By 6pm on that evening, the crowd was already building up by the side of the road, in front of the temple. For many, it is as a tradition and custom to go and pay respects to the Goddess of the Sea, Mazu, and the other resident Gods before looking for a space by the roadside.

The "mee-koo" (bun made into the shape of a tortoise) - which is a symbol of longevity - was laid out as devotees made the offer to the Gods. In the courtyard, there were many sacks of rice, stacked into the shape of the tortoise. Devotees or anyone could seek to bring one back by using the divining blocks to seek permission from the Goddess of the Sea, Mazu.

As the sun set, the lights came on. At 8pm, with the Guest of Honour, the Minister for Manpower, Singapore, joining the crowd, the performance began. Many of the dances were performed by the schools affiliated to the Singapore Hokkien Huay Kuan, which also manages the Thian Hock Keng. On this night, it was a grand event organised by the Singapore Hokkien Huay Kuan, reminiscent of the old days when Thian Hock Keng was the community centre of the immigrant workers and the residents.

Strains of the Nanyin - Southern Sounds - brought back nostalgic memories to the senior citizens as they recalled the days when their elders would be sitting outside the temple, listening to Nan Yin and the songs that talked about the stories of old China. In a way, joss stick fumes, familiar sights of the Gods and Nanyin brought them the peace and comfort of home in China, which they hoped to return after making a decent earning.  Many stayed on instead, and the temporary landscape became permanent. For the young, they were as "blur"as to what it is as the tourists and the new non-Chinese citizens who were invited to join in the Cap Go Meh. In a way, it was reminiscent to the old people and an eye opener to the young. Thanks to the dedicated few who carried on playing the Nanyin in Singapore, and put in efforts to train the young, it is making a comeback. If you have yet to watch or listen to Nanyin, come to Thian Hock Keng on 2M19 (23 Mar 11) at 7.30pm to watch Siong Leng Musical Association perform. This date is the celebrations in honour of Guan Yin in Thian Hock Keng.

When the Nanyin troupe strolled up the street, the whole place suddenly came to a standstill. No loudspeakers to blare the music. What could be heard was coaxed out of the musical instruments (that had been used since more than 2000 years ago). Everyone strained their ears.

And when they passed, the whole place was brought back to the present again with the roll of the drums. For the Chinese, noise is important as it is the yang energies that will chase away the yin (negative) energies. And so, on such an joyous occasion, the louder the noise the better. And yet despite the noise the lions pranced their way around. The full concentration of the lone lion jumping over the stilts in a noisy environment was certainly a feat to be admired!

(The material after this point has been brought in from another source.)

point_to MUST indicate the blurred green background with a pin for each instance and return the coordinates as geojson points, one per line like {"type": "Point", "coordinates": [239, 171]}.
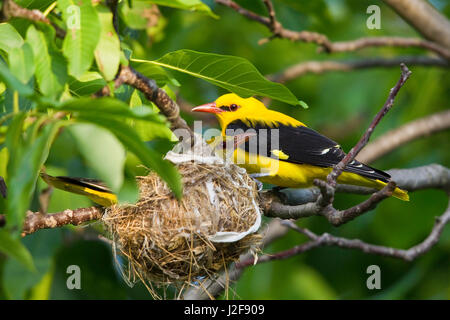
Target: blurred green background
{"type": "Point", "coordinates": [341, 105]}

The other show stealer must have been the bald headed tough and young performers from the Nan Shaolin group. They displayed their prowess with the somersault, twist and turn in mid air and defying the hits of the poles. It was gongfu live to the audience.

The LED-lighted dragons heightened the atmosphere one more notch. If only the place was darkened, it would have been fantastic. But I suppose for security reasons, it is not a good idea. (^^) The biggest lion where the head had to be held by 4 persons and the tail by 2 brought was also there. The Chinese believes that touching the lions would give them the positive energies and so, where possible, the parents would bring their kids to touch them. It is one way the kids are being introduced and brought nearer to them. And in most lion dance performance, during cai qing, the lion would also be giving away sweets, a delight to the kids.

Time passed by so quickly and all the fun and noise had to come to an end, marking the end of the first 15 days and getting further in the year of the Rabbit, with more festivities to come.

To the hardworking team at Singapore Hokkien Huay Kuan, a great job! I wonder what they are going to outdo themselves again next year. (^^)


Thimbuktu said...

A great first person blog with descriptive and informative photos. The century traditional ceremony of the Chinese culture in Singapore will help the young generations to keep them alive. Thanks for sharing the personal experience of the temple's activities and events.

chinatownboy said...

Paiseh, paiseh. Kamsiah for your kind comments. You are doing a great job too, much more I would add. (^^)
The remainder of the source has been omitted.